Construction has begun on Bethesda Mission’s community center expansion project in Harrisburg’s north Allison Hill neighborhood, mission officials said today.
The 9,000-square-foot facility, located at 1438 Herr St., will house programs for children, teens and families, doubling the size of its current location next door.
“Our donors and the local foundations have really rallied around this project,” said Cindy Mallow, director of development. “We are all thrilled to be able to offer the Herr Street community a true community center for kids, teens and families that need a safe place to learn and grow.”
Bethesda Mission has operated its teen center from a former fire station at 1428 Herr St. since 1990. It purchased the property next door, the former Kurzenkabe Press facility, for $275,000 in 2015, according to Dauphin County property records. City Council approved the project in February.
In the coming weeks, a crane will remove the steel beam atop the former printing company building to make room for a full-sized gymnasium, according to the mission. The building will include a multi-purpose room, kitchen, community rooms, classrooms and a state-of-the-art computer lab. Outdoor play space also will be added.
The first phase of the project, overseen by Pyramid Construction, is expected to be completed in December.
Originally, Bethesda Mission had expected to renovate the existing youth center, housed in the old Shamrock Fire Station, and connect it to the addition.
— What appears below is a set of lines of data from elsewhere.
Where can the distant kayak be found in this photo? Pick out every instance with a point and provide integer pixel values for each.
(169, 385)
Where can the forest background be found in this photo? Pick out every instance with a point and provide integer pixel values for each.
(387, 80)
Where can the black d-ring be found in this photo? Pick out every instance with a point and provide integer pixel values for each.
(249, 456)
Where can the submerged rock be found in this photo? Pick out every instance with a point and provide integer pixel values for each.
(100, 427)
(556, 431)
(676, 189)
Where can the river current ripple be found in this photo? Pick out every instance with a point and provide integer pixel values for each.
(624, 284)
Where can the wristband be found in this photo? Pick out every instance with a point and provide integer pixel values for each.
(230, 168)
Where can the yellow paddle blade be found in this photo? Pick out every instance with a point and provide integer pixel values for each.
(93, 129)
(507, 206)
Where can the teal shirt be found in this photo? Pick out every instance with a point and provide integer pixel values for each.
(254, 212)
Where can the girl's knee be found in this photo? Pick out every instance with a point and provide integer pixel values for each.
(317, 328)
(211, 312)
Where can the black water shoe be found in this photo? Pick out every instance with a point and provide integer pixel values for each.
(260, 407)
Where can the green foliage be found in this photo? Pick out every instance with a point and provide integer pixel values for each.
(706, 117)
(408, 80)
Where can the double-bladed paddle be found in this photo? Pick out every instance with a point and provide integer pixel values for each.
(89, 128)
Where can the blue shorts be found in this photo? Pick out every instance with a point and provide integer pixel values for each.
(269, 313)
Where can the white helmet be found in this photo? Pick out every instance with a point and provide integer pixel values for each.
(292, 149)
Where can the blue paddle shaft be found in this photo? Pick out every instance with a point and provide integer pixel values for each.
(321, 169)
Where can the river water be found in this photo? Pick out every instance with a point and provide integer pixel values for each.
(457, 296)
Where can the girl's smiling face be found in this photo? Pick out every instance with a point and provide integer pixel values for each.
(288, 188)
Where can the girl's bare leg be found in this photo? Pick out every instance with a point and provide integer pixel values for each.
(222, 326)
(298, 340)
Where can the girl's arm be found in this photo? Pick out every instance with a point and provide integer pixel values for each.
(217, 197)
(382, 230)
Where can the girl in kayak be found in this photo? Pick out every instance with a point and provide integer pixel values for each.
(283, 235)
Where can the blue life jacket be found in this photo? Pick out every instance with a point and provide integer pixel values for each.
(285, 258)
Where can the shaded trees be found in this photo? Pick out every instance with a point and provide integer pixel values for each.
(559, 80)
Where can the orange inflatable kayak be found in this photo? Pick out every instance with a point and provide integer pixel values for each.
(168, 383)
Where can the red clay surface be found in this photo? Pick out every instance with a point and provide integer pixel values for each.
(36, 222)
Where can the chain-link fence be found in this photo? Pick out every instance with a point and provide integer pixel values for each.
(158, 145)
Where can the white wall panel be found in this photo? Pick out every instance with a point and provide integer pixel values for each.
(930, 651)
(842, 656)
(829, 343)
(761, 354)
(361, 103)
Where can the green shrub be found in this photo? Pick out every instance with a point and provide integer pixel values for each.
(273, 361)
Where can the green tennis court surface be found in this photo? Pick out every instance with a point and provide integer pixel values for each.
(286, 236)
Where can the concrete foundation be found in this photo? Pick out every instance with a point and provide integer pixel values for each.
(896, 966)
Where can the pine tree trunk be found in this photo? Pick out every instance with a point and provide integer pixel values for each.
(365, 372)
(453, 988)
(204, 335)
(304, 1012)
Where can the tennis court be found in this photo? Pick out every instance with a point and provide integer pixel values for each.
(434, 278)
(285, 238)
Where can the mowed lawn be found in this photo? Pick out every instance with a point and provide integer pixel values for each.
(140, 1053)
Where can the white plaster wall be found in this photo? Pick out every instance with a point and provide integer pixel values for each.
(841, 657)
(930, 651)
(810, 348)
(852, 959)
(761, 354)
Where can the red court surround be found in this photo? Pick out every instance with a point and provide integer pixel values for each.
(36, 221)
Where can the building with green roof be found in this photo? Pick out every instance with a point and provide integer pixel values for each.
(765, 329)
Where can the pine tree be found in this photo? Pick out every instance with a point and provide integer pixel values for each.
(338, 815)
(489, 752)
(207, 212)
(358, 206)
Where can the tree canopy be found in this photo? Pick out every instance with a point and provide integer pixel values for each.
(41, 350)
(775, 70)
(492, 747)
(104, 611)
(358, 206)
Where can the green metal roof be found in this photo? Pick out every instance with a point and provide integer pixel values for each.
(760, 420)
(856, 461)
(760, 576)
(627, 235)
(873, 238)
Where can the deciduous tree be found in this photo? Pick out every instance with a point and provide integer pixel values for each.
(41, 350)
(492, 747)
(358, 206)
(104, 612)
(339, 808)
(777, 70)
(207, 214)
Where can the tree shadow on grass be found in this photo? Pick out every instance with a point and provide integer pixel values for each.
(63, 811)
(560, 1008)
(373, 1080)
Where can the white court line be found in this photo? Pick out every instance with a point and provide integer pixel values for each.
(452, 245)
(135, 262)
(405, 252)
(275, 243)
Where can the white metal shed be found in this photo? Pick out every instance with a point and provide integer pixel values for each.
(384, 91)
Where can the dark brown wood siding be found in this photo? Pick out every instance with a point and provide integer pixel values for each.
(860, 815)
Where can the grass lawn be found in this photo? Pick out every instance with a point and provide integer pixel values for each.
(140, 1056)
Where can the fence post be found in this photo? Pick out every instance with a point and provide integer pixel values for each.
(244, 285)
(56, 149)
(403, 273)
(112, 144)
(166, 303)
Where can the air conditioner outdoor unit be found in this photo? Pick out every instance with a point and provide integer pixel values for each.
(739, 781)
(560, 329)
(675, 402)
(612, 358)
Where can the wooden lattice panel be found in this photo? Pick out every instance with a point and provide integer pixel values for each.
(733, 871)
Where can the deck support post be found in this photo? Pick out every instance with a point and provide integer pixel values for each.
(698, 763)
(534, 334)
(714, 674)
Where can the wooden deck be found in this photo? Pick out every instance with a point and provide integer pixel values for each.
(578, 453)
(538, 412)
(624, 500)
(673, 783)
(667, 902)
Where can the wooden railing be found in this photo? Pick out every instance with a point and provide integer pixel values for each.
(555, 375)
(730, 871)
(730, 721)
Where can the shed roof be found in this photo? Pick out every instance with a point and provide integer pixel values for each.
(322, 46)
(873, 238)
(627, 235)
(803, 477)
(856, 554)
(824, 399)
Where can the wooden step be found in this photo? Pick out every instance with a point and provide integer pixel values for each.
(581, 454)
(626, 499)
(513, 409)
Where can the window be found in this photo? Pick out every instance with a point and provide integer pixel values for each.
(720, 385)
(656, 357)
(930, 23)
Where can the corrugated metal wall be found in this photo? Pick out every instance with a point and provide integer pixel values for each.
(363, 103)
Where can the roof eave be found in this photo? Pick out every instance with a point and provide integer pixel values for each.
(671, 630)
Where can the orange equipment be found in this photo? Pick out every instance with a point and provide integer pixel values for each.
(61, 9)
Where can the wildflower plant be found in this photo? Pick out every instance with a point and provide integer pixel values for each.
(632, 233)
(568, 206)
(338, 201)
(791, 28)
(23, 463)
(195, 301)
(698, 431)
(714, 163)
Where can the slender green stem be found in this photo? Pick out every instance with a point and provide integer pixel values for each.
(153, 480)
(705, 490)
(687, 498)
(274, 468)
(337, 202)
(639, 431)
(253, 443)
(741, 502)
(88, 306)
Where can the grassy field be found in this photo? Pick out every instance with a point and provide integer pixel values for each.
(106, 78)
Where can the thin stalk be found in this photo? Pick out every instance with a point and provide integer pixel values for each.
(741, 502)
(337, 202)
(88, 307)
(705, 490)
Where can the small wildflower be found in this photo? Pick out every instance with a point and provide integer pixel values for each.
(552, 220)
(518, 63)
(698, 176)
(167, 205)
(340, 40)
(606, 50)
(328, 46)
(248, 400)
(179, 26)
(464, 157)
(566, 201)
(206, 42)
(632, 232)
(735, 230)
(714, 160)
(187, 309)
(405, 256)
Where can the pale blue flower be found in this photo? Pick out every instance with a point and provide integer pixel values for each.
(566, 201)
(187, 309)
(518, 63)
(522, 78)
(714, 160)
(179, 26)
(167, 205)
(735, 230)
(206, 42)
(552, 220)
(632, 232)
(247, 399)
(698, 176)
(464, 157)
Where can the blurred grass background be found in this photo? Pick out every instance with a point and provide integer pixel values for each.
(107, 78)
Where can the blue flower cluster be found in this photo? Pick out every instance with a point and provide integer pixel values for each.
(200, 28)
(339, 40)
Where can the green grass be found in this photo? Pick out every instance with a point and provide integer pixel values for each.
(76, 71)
However, it later determined that it would be more cost-effective to demolish the existing firehouse building and construct a one-story structure in its place, with plans to add a second story later on, said Katie Andreano, manager of communications.
Therefore, Bethesda Mission now is raising another $800,000 for the second phase, which it hopes to complete by the end of 2019.
“What a difference this community center has made in the northern section of Allison Hill,” said Executive Director Scott Dunwoody. “For nearly 30 years out of an old firehouse, Bethesda has been fireproofing kids and their families to succeed in life. It is our strategy to prevent these children and teens from becoming adults coming into our shelters, and we have and will continue to help them succeed.”